One notable exception to the general absence of U.S.-made routers is the newer Starlink WiFi router. Developed by SpaceX, Elon Musk’s aerospace company, Starlink routers are proudly manufactured in Texas. This example highlights the potential for existing or emerging domestic production capabilities to fill the void created by the ban, though it remains to be seen how quickly and comprehensively U.S.-based manufacturing can scale to meet the country’s immense demand for consumer networking equipment.

The ban reflects a hardening stance by the U.S. government on technological independence and supply chain security, particularly concerning products from geopolitical rivals. It builds upon a series of actions aimed at limiting the influence of foreign technology in sensitive areas, ranging from telecommunications infrastructure (e.g., Huawei) to social media platforms (e.g., TikTok). The underlying philosophy is that devices serving as gateways to personal data and national networks must be verifiable and trustworthy, free from the potential for foreign government control or manipulation.

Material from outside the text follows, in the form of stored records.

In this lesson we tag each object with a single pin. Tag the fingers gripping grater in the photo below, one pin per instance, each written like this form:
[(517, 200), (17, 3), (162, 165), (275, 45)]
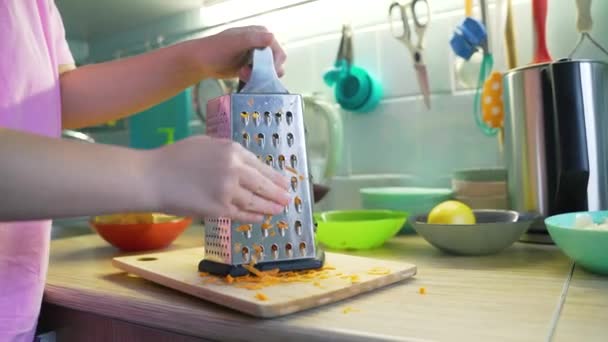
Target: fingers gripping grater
[(268, 121)]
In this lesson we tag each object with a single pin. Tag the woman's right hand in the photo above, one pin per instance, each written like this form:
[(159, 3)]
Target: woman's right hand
[(208, 177)]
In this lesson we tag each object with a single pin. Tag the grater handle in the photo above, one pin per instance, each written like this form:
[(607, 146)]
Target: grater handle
[(264, 77)]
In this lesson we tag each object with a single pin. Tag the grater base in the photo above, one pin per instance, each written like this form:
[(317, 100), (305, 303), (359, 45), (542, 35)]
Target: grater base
[(220, 269)]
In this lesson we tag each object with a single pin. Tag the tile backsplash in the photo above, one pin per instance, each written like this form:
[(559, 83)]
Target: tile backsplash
[(400, 137)]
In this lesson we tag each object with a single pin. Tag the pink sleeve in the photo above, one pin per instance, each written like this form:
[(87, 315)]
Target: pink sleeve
[(64, 55)]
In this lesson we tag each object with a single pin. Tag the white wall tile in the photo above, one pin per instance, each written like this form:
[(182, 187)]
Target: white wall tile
[(299, 70), (398, 74)]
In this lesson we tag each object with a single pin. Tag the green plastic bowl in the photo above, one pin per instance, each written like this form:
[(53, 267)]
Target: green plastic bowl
[(587, 247), (358, 229), (413, 200)]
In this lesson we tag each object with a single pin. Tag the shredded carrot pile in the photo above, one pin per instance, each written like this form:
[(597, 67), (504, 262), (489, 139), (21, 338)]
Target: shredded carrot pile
[(243, 228), (261, 296), (379, 271)]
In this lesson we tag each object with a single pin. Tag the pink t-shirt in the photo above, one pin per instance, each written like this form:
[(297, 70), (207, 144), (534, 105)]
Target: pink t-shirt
[(32, 47)]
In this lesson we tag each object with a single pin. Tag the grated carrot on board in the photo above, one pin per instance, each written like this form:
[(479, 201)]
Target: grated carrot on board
[(379, 271), (348, 309), (261, 296), (243, 228)]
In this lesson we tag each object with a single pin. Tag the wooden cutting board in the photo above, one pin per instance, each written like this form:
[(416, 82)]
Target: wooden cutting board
[(345, 276)]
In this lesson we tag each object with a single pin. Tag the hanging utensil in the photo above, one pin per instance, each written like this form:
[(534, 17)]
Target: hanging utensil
[(584, 23), (354, 88), (491, 104), (484, 72), (539, 14), (421, 21)]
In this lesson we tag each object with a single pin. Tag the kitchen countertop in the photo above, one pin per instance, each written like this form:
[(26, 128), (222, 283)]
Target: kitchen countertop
[(517, 295)]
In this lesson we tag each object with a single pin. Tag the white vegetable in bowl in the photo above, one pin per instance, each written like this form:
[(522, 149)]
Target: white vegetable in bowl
[(584, 221)]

For consumers, the immediate impact may be limited, but the long-term effects could include higher prices for routers, a narrower selection of brands, and potentially slower adoption of cutting-edge networking technologies if the domestic manufacturing base struggles to innovate at the pace of global competitors. However, proponents of the ban argue that these trade-offs are necessary to secure national networks and protect sensitive user data from pervasive and sophisticated cyber threats. The move signifies a significant recalibration of the balance between globalized commerce and national security in the digital age.